The Lost Art of Reading Comprehension

The Lost Art of Reading Comprehension

The smart money says you should never blog while angry or you might complain about the lost art of reading comprehension.

Or in simple terms you might mention how you have had three separate incidents in which you wondered if the person you were dealing with had been had fallen out of a tree and hit every branch on the way down.

My father and I share the same last name but have different first and middle names. We also subscribe to some of the same publications but in spite of what my younger sisters say we are clearly different people.
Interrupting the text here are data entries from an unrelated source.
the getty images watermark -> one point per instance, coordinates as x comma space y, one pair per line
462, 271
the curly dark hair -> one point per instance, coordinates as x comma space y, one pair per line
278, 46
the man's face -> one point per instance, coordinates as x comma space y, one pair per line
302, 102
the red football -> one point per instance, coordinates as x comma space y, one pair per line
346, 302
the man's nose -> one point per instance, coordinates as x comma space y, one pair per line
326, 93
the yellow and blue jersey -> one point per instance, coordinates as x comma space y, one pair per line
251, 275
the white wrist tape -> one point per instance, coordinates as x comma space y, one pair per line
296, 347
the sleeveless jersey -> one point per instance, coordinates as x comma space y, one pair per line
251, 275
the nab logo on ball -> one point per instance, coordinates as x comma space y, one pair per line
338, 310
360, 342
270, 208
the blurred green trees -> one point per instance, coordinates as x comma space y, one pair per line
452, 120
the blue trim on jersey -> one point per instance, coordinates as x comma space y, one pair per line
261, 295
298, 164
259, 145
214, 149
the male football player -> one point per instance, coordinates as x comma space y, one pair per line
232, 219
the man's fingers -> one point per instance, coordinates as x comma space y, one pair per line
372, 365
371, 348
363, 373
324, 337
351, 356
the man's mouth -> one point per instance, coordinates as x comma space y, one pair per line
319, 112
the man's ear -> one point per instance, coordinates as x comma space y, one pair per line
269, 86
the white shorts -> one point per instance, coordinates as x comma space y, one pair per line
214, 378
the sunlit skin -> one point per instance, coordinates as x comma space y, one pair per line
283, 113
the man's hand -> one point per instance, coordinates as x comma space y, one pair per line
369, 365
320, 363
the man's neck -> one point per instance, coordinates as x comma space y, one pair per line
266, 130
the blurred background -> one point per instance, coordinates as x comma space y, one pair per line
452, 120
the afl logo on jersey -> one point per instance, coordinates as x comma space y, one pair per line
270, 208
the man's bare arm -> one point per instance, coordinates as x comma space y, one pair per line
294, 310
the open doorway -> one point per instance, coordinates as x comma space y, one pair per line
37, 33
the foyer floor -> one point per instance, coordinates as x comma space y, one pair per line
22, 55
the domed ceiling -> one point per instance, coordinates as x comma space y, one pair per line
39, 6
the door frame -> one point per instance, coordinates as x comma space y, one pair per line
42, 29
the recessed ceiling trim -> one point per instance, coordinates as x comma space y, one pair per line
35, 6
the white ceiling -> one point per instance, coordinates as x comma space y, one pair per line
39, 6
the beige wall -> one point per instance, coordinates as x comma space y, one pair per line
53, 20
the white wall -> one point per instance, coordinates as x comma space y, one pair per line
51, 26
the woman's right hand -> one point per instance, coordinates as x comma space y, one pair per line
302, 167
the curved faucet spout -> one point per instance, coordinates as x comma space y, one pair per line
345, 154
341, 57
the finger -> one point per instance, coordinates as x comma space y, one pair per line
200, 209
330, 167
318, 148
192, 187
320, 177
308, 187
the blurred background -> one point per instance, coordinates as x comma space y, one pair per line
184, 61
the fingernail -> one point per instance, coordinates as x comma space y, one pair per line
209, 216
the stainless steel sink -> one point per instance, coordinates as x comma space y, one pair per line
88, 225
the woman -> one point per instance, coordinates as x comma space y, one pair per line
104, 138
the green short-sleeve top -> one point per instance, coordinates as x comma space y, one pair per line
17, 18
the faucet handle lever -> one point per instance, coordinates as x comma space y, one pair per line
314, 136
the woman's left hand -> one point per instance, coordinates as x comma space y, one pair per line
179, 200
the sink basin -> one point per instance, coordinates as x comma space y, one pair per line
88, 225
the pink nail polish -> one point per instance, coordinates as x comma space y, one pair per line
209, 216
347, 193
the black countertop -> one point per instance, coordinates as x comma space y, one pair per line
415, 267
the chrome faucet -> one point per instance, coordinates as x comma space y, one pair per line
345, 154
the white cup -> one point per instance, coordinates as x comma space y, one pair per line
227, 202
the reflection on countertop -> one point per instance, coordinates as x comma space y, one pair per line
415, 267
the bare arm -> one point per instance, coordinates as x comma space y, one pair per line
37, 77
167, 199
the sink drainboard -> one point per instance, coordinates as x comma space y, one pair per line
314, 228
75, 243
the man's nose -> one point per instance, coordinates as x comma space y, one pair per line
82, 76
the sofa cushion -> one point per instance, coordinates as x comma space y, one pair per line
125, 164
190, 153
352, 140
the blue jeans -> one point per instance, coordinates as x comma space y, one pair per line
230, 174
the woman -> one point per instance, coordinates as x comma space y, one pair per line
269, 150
Yet I have had more than one set of email correspondence with the fine people at a popular news magazine about why I wasn’t receiving my subscription. Each time the conversation included blurbs where they suggested I was confused and or crazy to complain because they had extended my subscription.

My response was to ask them to check their information again at which point they admitted they had made a mistake but then suggested it might not be entirely their fault because we had the same last name.

If I had the power I would have given new meaning to the term, “two left feet.” Yep, I would have used the spell I learned at Hogwarts to turn all of the shoes for their “right foot” into left and then laughed.

This would have been high comedy worthy of  the Three Stooges. Clearly I was dealing with an intellect last scene failing the poison test with the man in black. It is INCONCEIVABLE!”

Skimming is Not Reading

I suspect my favorite curmudgeon from Down Under and I could have a real interesting discussion about who is responsible for making sure the information in an email/essay/article/book is understood.

The writer bears the brunt of the responsibility to produce content that is clear and easy to understand, unless they are the author of propositions to be voted upon in which case clarity is frowned upon.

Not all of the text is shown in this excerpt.